Pacific Overtures (George Takai, center) (Photo: Joan Marcus)

 

 

by Carol Rocamora

 

In case you haven’t noticed (but how could you not?!), there’s a Sondheim festival going on in New York this spring.

 

Three splendid Sondheim revivals have opened recently, offering dramatically different directorial interpretations in strikingly different venues. It’s a cause for renewed celebration of our greatest living American composer and his astonishing oeuvre.

 

Sunday in the Park With George

 

First to open (on Broadway) was Sunday in the Park With George, Sondheim’s magical musical about “the art of making art,” as explored through the creative process of Georges Seurat. This radiant revival with a full onstage orchestra features a charismatic performance by Jake Gyllenhaal as the eccentric pointillist painter. From the moment he takes the stage (“White – a blank page of canvas….”), Gyllenhaal holds us spellbound with his confident singing voice and his intense, riveting gaze. No wonder the delightful Annaleigh Ashford, as his mistress/model Dot, sings: “Your eyes, Georges, I love your eyes….”

 

Directed by Sarna Lapine (whose uncle James wrote the book and directed the 1984 premiere), the show flows with ease and grace. Thanks to the imaginative Beowulf Boritt (set) and Christopher Ash (projections), “Sunday Afternoon on The Grande Jatte” – Seurat’s masterpiece and Act One’s centerpiece – comes vividly alive.

 

As for the challenging Act Two that takes place generations later in Chicago (with Gyllenhaal as Seurat’s grandson and Ashford as Seurat’s daughter), the creative team provides a stunning finale when the grandson’s spectacular “chromolumes” shower the audience with their phosphorescent glow. “Color and light” – the refrain to Sondheim’s celestial score – aptly describes this luminous production. (now closed)

 

Sweeney Todd

 

As for Sondheim’s “dark side,” his wicked, wonderful Sweeney Todd is getting a riveting revival by Britain’s Tooting Arts Club at the tiny Barrow Theatre. Its interior has been converted into Mrs. Lovett’s infamous pie shop, where 120 “customers” cram into the tiny space, seated on long tables where they can be served fresh pies before the show. Some are also perched in the balcony, where they can gawk at this Gothic story of relentless, remorseless revenge.

 

It’s a stark contrast to Hal Prince’s Broadway production (1979), but this immersive approach works like black magic. The actors fill the entire pie shop, circling around the terror-stricken customers. As the “demon barber of Fleet Street,” Jeremy Secomb stalks the space, seeking his victims with murderous determination. Watch out – he actually jumps on the long tables and gets right “in your face”! Siobhán McCarthy offers a droll and irresistible Mrs. Lovett, his partner-in-crime and would-be paramour. Miraculously, a trio of musicians (piano, violin, clarinet) succeeds in bringing the complex, cacophonous score to vibrant life.

 

The marvel of this site-specific Sweeney Todd, directed with perverse glee by Bill Buckhurst, is that it delivers its moral while taking us for a thrilling ride. “The history of the world, my sweet,” sings Sweeney, “is who gets eaten and who gets to eat.” Bon appetit!

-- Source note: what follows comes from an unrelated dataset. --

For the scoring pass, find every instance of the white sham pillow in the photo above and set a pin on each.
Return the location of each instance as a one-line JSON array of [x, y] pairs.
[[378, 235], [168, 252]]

New leads are in place, namely Norm Lewis and Carolee Carmello.

 

Pacific Overtures

 

Yesterday, Classic Stage Company opened an elegant Pacific Overtures, Sondheim’s exotic study of isolationist Japan in 1853, directed by John Doyle, CSC’s new artistic director. Doyle already made Sondheim history with his radically minimalist Broadway production of Sweeney Todd in 2006, in which his actors all played musical instruments (including Patti LuPone on the tuba).

 

With Pacific Overtures, Doyle has maintained this minimalist approach, although he has Jonathan Tunick’s gorgeous orchestrations of Sondheim’s score played by an eight-instrument ensemble, while ten actors in contemporary dress enact all the roles. Doyle himself designed the set – an empty space consisting of a huge expanse of white flooring, representing the paper upon which the Japanese-American treaty was designed.   It suits Sondheim’s lyrics describing Japan as a “floating island” in history and time.

 

With this spare, stripped-down approach, Doyle has illuminated the relevance of Pacific Overture to America’s current, alarming retreat into isolationism. “We live in a time when theatre has a job to do that it hasn’t been doing for a while, and that is to ask the political questions,” says Doyle. His bold production has the vision and clarity to do just that.

 

Sweeney Todd, music & lyrics by Stephen Sondheim, book by Hugh Wheeter, directed by Bill Buckhurst, now at Barrow Street Theatre; Pacific Overtures, book by John Weidman, music & lyrics by Stephen Sondheim, at Classic Stage Company extended till June 18; Sunday In The Park With George, music & lyrics by Stephen Sondheim, book by James Lapine, at the Hudson Theatre (closed April 23)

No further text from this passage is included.